Investing is not just about investing to grow your money, it’s also to grow your ability to make money.

I recently met a couple of freelancers who are investing with Scripbox and the conversation that developed helped me understand their work as well as the approach to it.

One of the things that struck me was that they do spend a lot of their resources in improving their suitability for the job - be it upgrading their skills or their equipment. For a freelancer, being the person who has the most currently in-demand skills might mean the difference between a lucrative project, or facing a period of zero income.

I also realized that most of us working full-time jobs rarely do the same. A lot of us think that getting a job is the end goal and one doesn’t need to learn anything after that - except what the employer provided training covers.

Ask yourself, when was the last time, after getting your degree, you invested in acquiring a new skill?

So with 2017 still young, this is one thing you must make a top priority. Here’s a series of steps you can take to get started with this urgent task.

#1. Understand your role and then self-assess

While it might seem like an obvious thing, but understanding the roles you have held so far is important as they point towards the skills you have gained and are also being hired for in the first place. Know the top two or three things you do in your job and which actually involve a skill. That is what you know and are paid for. If in doubt, talk to your manager. Note this down.

#2. Plot your skill journey

You probably have a boss, and they too have a boss. Do you know what they really do? How are they judged? Know and understand what skills will be required for you to get in their shoes. These are the skills you will need if your industry remains as is. These are skills you will anyway have to work towards. Know what skill will be required at which stage of your career.

List the skills you must acquire to progress in your current role.

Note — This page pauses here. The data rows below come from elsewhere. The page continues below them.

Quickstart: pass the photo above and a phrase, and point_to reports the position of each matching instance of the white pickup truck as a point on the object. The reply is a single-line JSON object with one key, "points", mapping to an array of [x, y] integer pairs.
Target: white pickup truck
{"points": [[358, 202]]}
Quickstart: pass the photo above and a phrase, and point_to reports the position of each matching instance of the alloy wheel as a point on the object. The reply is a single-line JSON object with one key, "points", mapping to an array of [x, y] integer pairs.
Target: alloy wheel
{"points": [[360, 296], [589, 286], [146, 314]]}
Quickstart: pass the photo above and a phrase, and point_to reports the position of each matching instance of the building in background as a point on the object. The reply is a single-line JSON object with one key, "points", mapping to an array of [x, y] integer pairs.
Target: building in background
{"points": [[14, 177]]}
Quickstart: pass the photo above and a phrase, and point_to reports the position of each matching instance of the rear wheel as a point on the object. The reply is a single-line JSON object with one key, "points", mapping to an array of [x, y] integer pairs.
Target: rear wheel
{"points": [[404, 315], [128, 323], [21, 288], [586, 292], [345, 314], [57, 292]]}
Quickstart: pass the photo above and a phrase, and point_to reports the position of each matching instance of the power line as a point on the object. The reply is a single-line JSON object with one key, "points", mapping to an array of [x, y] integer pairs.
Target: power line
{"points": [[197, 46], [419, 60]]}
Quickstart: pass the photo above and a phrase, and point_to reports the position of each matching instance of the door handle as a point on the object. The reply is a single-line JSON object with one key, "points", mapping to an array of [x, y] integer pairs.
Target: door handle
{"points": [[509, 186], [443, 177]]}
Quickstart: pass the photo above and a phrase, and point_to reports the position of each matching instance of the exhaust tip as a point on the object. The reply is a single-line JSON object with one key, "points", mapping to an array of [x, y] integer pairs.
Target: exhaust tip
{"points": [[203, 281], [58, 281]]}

But what if your industry changes? How do you know if an investment in the skills of your current industry make sense?

#3. See the change coming

Understand how your industry has evolved, and what has normally been the precursor for change in that industry. Nobody sees mass layoffs coming with any degree of real accuracy. But required skills tend to miss these layoffs every single time or tend to get re-hired quickly.For example, 15 years ago J2EE was a must know when developing business applications. Then .NET became the norm. More recently developers started playing around with Ruby and Rails and what began as an experiment became mainstream in business applications. Monitoring what the development community is beginning to find interesting is a good way to assess if something is a skill to have for the future.

Make a list of the “new” skills that the industry may require. Can you acquire them before everyone else?

#4. Understand alternatives to the industry you operate in

If you have worked for longer than three or four years, you begin to understand which industry you might want to join and develop in. The next step for you is to understand the value of the skills you have in that industry and the applicability of these in other industries.

For example, an experienced data analyst may have the option to move from financial services to E-commerce.

#5. Invest time and money in your learning and skill development

Investing is not just about investing to grow your money, it’s also to grow your ability to make money. Staying static in terms of skill-sets in today’s rapidly changing work environment is a bad idea.

Each year you must allocate a certain percentage of your earnings as well as time to updating your existing skills or acquiring new/related skills. List down the skills you “must” acquire or upgrade. Find out if it requires an investment of only time or money as well. Create a specific fund for these investments in yourself. Start allocating 5% of your monthly earnings to such a fund.